On September 16, the Department of Justice announced that the Saudi Arabian company Tamimi Global Company has entered an 18-month deferred prosecution agreement and paid $13 million to settle criminal and civil kickback and illegal gratuity charges. According to DOJ’s press release:

Saudi Arabia-based Tamimi Global Company Ltd (TAFGA) has agreed to pay the United States $13 million to resolve criminal and civil allegations that the company paid kickbacks to a Kellogg Brown & Root Inc. (KBR) employee and illegal gratuities to a former U.S. Army sergeant, in connection with contracts in support of the Army’s operations in Iraq and Kuwait. The civil matter was handled by the Justice Department’s Civil Division, and the criminal matter was handled by the U.S. Attorney’s Office for the Central District of Illinois.

The U.S. alleges that employees of TAFGA paid kickbacks to KBR to obtain subcontracts awarded under LOGCAP (Logistics Civil Augmentation Program) III – KBR’s prime contract with the U.S. Army to provide logistical support to the military in conflicts abroad, including Iraq and Afghanistan. LOGCAP III is the third generation of contracts under the program. KBR performs its obligations under the contract largely through subcontractors such as TAFGA.

The U.S. also alleges that employees of TAFGA paid illegal gratuities to Army Sergeant Ray Chase. Chase was responsible for Army food services at camps Doha and Arifjan (Zone 1) in Kuwait in 2002 and 2003. As alleged in the information, Chase received regular payments from TAFGA employees on account of official acts that he took while he served in Kuwait in 2002 and 2003. TAFGA has now admitted that its employees entered into a conspiracy to pay illegal gratuities to Chase.

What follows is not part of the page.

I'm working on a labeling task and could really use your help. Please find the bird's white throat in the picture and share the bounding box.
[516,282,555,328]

TAFGA appeared today before Senior Judge Michael M. Mihm in the U.S. District Court for the Central District of Illinois in Peoria, Ill., on consideration of a deferred prosecution agreement (DPA) between TAFGA and the U.S. Attorney’s Office. Under the terms of that agreement, TAFGA will pay the United States $5.6 million as part of a deferred prosecution and institute a strict compliance program to ensure that the company and its employees will abide by the legal and ethical standards required for government contracts. If TAFGA meets its obligations under the agreement without violation for 18 months, the United States will dismiss the criminal charges.

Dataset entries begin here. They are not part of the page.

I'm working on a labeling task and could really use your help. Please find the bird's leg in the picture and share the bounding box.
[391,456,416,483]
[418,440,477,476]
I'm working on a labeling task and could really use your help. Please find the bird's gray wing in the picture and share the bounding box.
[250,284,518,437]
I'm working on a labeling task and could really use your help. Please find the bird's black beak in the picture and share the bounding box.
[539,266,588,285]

As part of the criminal agreement, TAFGA admitted conspiring to pay kickbacks to former KBR subcontract manager Steven Lowell Seamans in return for favorable treatment in the award and performance of a subcontract to provide dining services at Camp Arifjan in Kuwait. The conspiracy lasted from October 2002 to March 2006. In related proceedings in March 2006, Seamans pleaded guilty to accepting $60,500 in kickbacks from TAFGA’s former director of operations in Kuwait, Mohammad Shabbir Khan, for the award of the Camp Arifjan subcontract. In June 2006, Khan pleaded guilty to paying Seamans $133,000 in kickbacks for the award of this and another subcontract. Both were sentenced to prison and ordered to pay restitution. In the DPA unsealed today, TAFGA also admitted that as part of the conspiracy charged its then employees made false statements to federal investigators about a phantom business deal to cover up wire transfers to Seamans transmitting the kickbacks. As alleged, this transaction also involved another former TAFGA operations director, Zubair Khan. Khan has been indicted in the Central District of Illinois, and that case is still pending.

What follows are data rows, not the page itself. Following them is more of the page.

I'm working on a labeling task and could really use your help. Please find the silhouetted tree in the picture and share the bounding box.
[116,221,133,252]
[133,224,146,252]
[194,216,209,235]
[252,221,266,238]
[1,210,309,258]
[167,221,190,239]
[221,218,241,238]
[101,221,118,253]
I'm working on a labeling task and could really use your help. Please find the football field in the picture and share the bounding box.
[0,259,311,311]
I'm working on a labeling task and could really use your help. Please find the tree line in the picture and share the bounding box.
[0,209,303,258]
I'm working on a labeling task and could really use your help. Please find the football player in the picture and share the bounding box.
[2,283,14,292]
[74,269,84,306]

With respect to the conspiracy involving Chase, TAFGA admitted that it is responsible for the misconduct of its employees who agreed to provide Chase illegal gratuities and in furtherance of that conspiracy provided Chase money and use of an apartment in Kuwait. All of these illegal gratuities were paid to Chase on account of official acts he performed, or was going to perform, at Camps Doha and Arifjan in Kuwait in relation to the war effort. In 2010, Chase pled guilty and was sentenced to prison for accepting approximately $1.4 million in illegal gratuities from various contractors, including TAFGA. Chase was prosecuted in the Central District of Illinois.

In a separate civil settlement agreement, TAFGA agreed to pay the United States an additional $7.4 million to resolve civil allegations that TAFGA paid kickbacks in return for favorable treatment in the award and performance of the Camp Arifjan subcontract, a subcontract for dining facilities at the Baghdad Palace in Iraq, and five smaller subcontracts for dining services and other logistical support in Iraq, including temporary personal services and installation of tent pads and a shower/laundry unit. The United States alleged that TAFGA’s conduct violated the False Claims Act and the Anti-Kickback Act.

The case was apparently initiated by a Department of Defense investigation, and not a whistleblower suit.